Mobile computing (especially tablets) has been taking market share from the traditional PC and notebook market. While mobile devices are great for content consumption there is ample evidence that they are poor replacements to traditional computing products for content creation. Traditional computing products are likely to coincide side by side with mobile devices for many consumers. The threat of the increasing usage of mobile devices is one of the biggest reasons to like WDCs purchase of HGST since HGST gives WDC access to the crucial enterprise market which is less likely to be adversely affected by cloud and mobile computing.


Cloud Computing


Cloud computing is likely to not be much of a threat to traditional HDDs. While users are moving there storage from local machines on to the cloud and consumer HDD sales are declining enterprise HDD sales should increase as the volume of data stored “in the cloud” increases. Every piece of user content uploaded to the cloud needed to be backed up on multiple drives/server across multiple datacenters which greatly increases the need for cheap storage solutions.


The only area where cloud computing is a threat is likely in streaming media services and high performance enterprise server running applications that are served up through the cloud. In these applications the performance increase offered by SSDs is necessary. However, many companies are moving toward a hybrid SDD-HDD setup where some information is chached to fast SSD drives while the large volume of data is stored on traditional HDD drives.


Finally, with the seizure of MegaUpload and the subsequent unavailability of user data it remains to be seen if cloud storage and cloud applications will completely replace local solutions as cloud solutions expose clients to a whole new set of risks.


In summary continued content growth points to continued need for large cheap storage.


Valuation


The following valuation assumes that WDC’s purchase of Hitachi Global Storage Technologies (“HGST”) for $4.3 billion goes through. HGST’s TTM revenue run rate was $6 billion and the unit generated EBITDA of $800M.


DCF Method


We estimate the combined WDC and HGST entity will generate revenue north of $16 billion. Over the past five years WDC had an average FCF margin of 9.7%. This gives us FCF of around $1520 million using a 9.5% margin.

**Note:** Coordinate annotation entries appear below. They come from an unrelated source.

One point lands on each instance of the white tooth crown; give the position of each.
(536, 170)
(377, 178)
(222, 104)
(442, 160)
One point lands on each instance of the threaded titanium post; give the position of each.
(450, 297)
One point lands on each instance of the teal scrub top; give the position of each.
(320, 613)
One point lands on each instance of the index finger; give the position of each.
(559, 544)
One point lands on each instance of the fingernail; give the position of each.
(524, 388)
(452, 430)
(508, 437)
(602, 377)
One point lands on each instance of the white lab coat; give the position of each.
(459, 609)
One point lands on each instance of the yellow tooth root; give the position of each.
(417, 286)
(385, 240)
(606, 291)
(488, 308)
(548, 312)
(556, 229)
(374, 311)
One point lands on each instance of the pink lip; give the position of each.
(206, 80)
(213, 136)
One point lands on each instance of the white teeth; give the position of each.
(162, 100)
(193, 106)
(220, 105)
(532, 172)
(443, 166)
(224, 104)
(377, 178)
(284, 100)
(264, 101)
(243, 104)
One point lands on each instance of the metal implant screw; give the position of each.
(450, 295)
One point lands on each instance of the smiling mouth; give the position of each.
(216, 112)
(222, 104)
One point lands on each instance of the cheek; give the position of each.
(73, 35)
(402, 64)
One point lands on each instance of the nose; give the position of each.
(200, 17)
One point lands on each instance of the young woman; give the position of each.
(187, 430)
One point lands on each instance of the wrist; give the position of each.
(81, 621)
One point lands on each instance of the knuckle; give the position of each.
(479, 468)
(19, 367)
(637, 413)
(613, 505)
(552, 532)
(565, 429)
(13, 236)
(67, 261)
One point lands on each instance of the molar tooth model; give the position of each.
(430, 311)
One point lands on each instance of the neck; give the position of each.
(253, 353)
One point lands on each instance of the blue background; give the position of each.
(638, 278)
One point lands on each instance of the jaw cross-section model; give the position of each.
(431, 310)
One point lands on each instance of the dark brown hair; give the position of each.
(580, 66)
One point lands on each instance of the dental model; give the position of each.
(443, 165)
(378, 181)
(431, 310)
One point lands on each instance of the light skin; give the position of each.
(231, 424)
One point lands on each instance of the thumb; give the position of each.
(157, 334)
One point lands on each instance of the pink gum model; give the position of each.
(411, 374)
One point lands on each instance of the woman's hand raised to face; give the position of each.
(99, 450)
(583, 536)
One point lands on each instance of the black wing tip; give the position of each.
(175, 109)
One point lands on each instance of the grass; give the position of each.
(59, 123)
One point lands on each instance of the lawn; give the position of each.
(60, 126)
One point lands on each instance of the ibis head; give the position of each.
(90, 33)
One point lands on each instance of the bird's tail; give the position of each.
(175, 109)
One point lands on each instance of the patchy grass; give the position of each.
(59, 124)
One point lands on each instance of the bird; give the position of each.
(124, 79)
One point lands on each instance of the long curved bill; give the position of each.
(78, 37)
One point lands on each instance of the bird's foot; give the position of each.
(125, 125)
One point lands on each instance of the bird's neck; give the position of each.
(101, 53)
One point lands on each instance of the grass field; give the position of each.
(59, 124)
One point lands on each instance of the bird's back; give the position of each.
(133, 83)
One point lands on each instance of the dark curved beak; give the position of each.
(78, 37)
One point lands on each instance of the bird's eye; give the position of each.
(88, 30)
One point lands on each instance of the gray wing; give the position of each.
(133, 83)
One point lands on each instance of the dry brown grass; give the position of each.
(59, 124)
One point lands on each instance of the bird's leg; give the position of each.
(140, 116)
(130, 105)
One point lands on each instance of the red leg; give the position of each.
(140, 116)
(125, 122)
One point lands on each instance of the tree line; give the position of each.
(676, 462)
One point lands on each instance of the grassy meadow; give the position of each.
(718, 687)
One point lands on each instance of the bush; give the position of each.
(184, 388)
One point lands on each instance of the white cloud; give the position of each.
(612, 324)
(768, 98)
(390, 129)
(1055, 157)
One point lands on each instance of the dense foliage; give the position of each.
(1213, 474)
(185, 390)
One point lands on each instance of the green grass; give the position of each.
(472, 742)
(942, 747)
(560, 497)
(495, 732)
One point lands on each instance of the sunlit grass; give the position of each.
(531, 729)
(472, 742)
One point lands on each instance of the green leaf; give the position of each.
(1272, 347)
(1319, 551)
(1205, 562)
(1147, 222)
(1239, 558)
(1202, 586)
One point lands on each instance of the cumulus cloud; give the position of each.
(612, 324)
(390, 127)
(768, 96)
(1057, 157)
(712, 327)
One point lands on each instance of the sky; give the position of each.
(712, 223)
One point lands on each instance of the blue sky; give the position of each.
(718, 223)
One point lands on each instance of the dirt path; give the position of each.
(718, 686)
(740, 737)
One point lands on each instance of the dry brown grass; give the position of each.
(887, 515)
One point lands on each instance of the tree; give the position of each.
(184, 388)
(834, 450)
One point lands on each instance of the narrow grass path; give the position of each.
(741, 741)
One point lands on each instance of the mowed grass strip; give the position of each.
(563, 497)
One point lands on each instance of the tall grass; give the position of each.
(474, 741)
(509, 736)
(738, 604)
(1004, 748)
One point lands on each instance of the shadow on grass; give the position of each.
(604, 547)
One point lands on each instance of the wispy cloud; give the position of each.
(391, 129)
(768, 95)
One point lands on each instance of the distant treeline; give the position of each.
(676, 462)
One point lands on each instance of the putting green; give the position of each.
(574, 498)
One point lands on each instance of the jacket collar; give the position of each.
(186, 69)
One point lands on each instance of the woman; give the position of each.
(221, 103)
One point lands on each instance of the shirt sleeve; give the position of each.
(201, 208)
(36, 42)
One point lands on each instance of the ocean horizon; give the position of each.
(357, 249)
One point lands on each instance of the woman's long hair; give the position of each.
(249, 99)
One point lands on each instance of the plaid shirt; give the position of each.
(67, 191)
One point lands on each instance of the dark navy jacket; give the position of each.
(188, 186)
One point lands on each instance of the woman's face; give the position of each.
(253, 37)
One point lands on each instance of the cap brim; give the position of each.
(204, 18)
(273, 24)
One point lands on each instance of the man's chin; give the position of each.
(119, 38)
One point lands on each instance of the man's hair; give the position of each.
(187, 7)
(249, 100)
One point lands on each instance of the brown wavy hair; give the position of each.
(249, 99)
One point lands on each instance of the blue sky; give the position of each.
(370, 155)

We use a 15% discount rate since it is a commodity business and there is some risk regarding future revenues. We use a 10-year short-term growth rate of 5% and a long term perpetual growth rate of 3%. After adjusting cash and debt for the HGST purchase we get a value of approximately $55 per share.


EV/EBITDA Method


The five-year average EBITDA margin for WDC was approximately 16%. Assuming EBITDA of $2560 million (off of the same $16 billion in revenue we assumed in the DCF case) and a 6x multiple we get an EV of $15.3 billion of approximately $58 per share (after adjusting cash and debt for HGST purchase).